Question

If $\frac{(1-3p)}{2}$, $\frac{(1+4p)}{3}$, $\frac{(1+p)}{6}$ are the probabilities of three mutually exclusive and exhaustive events, then the set of all value of p is

• A. (0, 1)
• B. $(\frac{-1}{4},\frac{1}{3})$
• C. $(0,\frac{1}{3})$
• D. $(0,\infty )$

Answer 1

The correct option is B

$(\frac{-1}{4},\frac{1}{3})$

$P\left(A\right)=\frac{(1-3p)}{2}$

$P\left(B\right)=\frac{(1+4p)}{3}$

$P\left(C\right)=\frac{(1+p)}{6}$

The events are mutually exclusive and exhaustive.

$\therefore P(A\cup B\cup C)=P\left(A\right)+P\left(B\right)+P\left(C\right)=1$

$\Rightarrow 0\le P\left(A\right)\le 1,0\le P\left(B\right)\le 1,0\le P\left(C\right)\le 1$

$\Rightarrow 0\le \frac{1-3p}{2}\le 1,0\le \frac{1+4p}{3}\le 1,0\le \frac{1+p}{6}\le 1$

$\Rightarrow \frac{-1}{3}\le p\le \frac{1}{3}$ ....... (i)
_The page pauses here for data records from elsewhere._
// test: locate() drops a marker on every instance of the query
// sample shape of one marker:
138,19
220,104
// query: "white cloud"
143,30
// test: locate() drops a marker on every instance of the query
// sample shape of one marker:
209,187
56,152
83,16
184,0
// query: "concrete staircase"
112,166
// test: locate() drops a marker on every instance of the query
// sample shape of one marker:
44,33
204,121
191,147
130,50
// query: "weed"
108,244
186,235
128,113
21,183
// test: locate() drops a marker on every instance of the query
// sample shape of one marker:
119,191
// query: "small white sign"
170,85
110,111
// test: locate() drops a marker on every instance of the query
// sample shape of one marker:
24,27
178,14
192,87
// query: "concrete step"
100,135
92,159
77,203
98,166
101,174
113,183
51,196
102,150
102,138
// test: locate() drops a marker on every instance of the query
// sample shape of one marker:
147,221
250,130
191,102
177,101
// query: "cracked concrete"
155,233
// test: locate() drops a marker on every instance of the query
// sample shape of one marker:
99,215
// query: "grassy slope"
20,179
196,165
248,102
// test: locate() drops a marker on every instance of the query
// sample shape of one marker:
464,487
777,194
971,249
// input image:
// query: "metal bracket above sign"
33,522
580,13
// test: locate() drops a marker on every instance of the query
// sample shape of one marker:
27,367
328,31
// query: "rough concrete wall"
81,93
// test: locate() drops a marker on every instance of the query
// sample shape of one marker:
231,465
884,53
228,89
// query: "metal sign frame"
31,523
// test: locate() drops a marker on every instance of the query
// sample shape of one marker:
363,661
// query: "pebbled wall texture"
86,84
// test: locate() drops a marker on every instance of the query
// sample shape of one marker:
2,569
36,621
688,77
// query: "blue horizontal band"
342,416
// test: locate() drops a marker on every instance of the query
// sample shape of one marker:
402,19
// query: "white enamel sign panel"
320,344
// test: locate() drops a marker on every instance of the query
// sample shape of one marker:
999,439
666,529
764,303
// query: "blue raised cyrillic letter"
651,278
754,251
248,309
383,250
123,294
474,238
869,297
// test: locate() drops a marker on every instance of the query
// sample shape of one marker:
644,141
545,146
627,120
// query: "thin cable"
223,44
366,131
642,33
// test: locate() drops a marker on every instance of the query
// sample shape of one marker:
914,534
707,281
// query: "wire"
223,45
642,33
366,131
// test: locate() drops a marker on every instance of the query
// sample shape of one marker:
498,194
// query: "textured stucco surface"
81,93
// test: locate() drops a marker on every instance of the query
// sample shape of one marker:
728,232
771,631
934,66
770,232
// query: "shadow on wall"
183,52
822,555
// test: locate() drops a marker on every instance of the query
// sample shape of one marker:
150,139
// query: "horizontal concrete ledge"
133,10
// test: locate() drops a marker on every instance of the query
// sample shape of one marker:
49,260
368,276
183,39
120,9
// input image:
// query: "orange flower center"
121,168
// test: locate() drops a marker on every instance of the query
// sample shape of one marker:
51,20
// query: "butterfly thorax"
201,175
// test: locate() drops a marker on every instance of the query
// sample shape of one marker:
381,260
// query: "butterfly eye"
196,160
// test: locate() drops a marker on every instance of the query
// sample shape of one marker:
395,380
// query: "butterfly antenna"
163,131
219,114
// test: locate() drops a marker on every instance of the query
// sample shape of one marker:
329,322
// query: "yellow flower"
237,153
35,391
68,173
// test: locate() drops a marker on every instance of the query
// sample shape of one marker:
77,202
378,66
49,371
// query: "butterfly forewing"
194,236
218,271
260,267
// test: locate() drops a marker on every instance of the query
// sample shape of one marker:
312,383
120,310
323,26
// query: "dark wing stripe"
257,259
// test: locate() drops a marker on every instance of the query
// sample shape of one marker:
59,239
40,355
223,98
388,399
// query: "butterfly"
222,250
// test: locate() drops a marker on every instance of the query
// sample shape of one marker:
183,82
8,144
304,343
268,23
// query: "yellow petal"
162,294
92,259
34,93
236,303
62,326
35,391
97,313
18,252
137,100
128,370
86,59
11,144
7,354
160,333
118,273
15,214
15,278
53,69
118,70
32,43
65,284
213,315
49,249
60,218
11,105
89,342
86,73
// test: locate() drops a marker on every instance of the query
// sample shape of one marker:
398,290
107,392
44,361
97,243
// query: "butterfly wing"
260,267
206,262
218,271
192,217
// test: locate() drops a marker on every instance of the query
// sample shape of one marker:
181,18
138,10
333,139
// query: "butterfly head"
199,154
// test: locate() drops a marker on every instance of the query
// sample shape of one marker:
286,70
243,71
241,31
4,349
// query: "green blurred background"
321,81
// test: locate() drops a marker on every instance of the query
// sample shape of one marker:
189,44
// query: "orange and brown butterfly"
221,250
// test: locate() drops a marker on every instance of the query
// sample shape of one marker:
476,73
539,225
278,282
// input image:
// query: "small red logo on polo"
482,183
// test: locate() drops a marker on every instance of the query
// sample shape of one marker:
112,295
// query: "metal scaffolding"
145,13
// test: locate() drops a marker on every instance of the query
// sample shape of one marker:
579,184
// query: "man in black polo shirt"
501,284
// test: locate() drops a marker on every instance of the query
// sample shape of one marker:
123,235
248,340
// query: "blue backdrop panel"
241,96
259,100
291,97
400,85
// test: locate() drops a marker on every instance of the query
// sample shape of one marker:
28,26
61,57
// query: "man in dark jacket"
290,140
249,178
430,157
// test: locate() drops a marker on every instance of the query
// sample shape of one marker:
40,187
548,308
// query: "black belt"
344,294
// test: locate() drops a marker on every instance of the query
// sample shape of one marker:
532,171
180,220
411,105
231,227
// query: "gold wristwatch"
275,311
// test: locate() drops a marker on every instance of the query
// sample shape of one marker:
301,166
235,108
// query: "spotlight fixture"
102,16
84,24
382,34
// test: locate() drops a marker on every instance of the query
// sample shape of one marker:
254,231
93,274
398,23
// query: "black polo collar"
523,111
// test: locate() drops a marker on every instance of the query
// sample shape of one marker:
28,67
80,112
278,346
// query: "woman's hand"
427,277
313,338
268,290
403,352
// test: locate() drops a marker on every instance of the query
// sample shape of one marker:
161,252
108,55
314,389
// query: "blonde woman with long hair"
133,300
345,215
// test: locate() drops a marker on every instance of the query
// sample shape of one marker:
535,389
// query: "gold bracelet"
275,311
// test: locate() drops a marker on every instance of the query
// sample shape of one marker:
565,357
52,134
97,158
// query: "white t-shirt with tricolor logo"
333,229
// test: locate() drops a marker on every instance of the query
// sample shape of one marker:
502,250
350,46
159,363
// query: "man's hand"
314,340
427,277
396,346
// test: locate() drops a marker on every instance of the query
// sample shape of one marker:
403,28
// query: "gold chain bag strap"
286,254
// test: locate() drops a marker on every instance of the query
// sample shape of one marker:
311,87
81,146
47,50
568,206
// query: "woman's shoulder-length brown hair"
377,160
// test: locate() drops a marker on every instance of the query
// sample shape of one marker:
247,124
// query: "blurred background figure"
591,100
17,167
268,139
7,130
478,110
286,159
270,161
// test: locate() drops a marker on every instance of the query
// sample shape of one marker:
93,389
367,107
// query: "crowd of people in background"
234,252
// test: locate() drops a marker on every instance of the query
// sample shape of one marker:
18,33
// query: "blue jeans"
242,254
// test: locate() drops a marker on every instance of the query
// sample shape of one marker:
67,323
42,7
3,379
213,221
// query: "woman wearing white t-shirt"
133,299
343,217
$\frac{-1}{4}\le p\le \frac{1}{2}$ ....... (ii)

and $-1\le p\le 5$ ....... (iii)

The common solution of (i), (ii) and (iii)

is $\frac{-1}{4}\le p\le \frac{1}{3}$

$\therefore$ The set of values of p are $(\frac{-1}{4},\frac{1}{3})$